Mr. Speaker, as we proceed through all of this debate and we look at the Energy Corp. and we look at the big picture, we know, and the people of this Province know, that the Energy Corp. and what we are trying to do is grounded in one principle. It is grounded in the principle that there will be no more giveaways in this Province.

SOME HON. MEMBERS: Hear, hear!

MR. DALLEY: Mr. Speaker, no more giveaways. It is ironic tonight. We have heard reference to the Upper Churchill deal, $19 billion for Quebec, $1 billion for our Province; $1.4 billion last year for Quebec, $67 million for our Province. Mr. Speaker, we cannot make those mistakes again. It was commented to me this week that the Upper Churchill development project is regarded as one of the wonders of the world. Well, if they look at the deal that we done, I can tell you now we have certainly left the world wondering. There is no doubt about it.

I want to be clear, and I am very confident in saying that the world need not wonder anymore. We have lucrative energy resources.

SOME HON. MEMBERS: Hear, hear!

MR. DALLEY: Mr. Speaker, the world need not wonder. We have lucrative energy resources. We are the envy of North America and the demand for green energy has pointed the major players in the energy sector to right here in Newfoundland and Labrador. The spotlight is on us.

Mr. Speaker, I want to say, in looking at the big picture and looking at our history, I think it is time we stopped doing things the way they have always been done.

SOME HON. MEMBERS: Hear, hear!

MR. DALLEY: Mr. Speaker, we do not need to take a backseat anymore. We can lead the parade. I say to the members opposite, don't be afraid to support us. Get on the parade and join us. Join us on the parade!

SOME HON. MEMBERS: Hear, hear!

MR. DALLEY: We have room for them too, not to worry.

SOME HON. MEMBERS: Hear, hear!

MR. DALLEY: Mr. Speaker, there is only so much room in the back of the bus.

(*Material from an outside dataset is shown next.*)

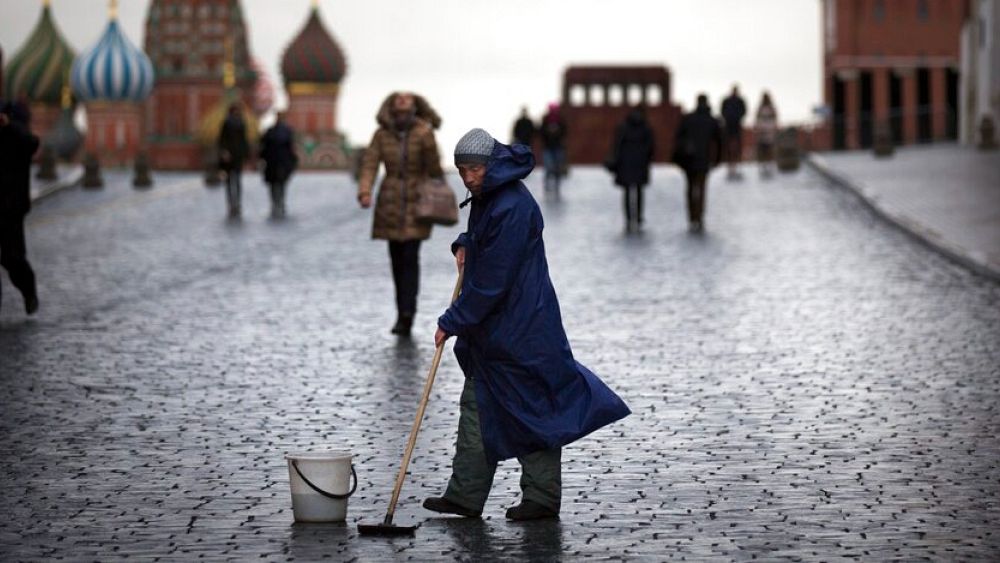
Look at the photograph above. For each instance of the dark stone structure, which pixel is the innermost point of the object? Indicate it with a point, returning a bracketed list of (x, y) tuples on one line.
[(596, 98)]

Mr. Speaker, with the strong global energy demands that exists today, and with the leadership that we have in our Premier, perhaps the only one in the House that has been involved in big business, I want to say that the time has never been better to learn from our mistakes of the past. The time has never been better to be confident and to take our place on the world stage. We need to support the amendments and the Energy Corp. because I want to say, and I have waited a lifetime perhaps to say it, the time has never been better to finally maximize the benefits of our energy resources for Newfoundland and Labrador. Mr. Speaker, the time has come!

Thank you.

SOME HON. MEMBERS: Hear, hear!

MR. SPEAKER: The hon. the Government House Leader.

MS BURKE: Mr. Speaker, I move that the House do now adjourn.

MR. SPEAKER: The motion is that this House do now adjourn.

All those in favour, 'aye'.

SOME HON. MEMBERS: Aye.

MR. SPEAKER: All those against, 'nay'.

This House now stands adjourned until 1:30 p.m. of the clock tomorrow, being Monday.

On motion, the House at its rising adjourned until tomorrow, Monday, at 1:30 p.m.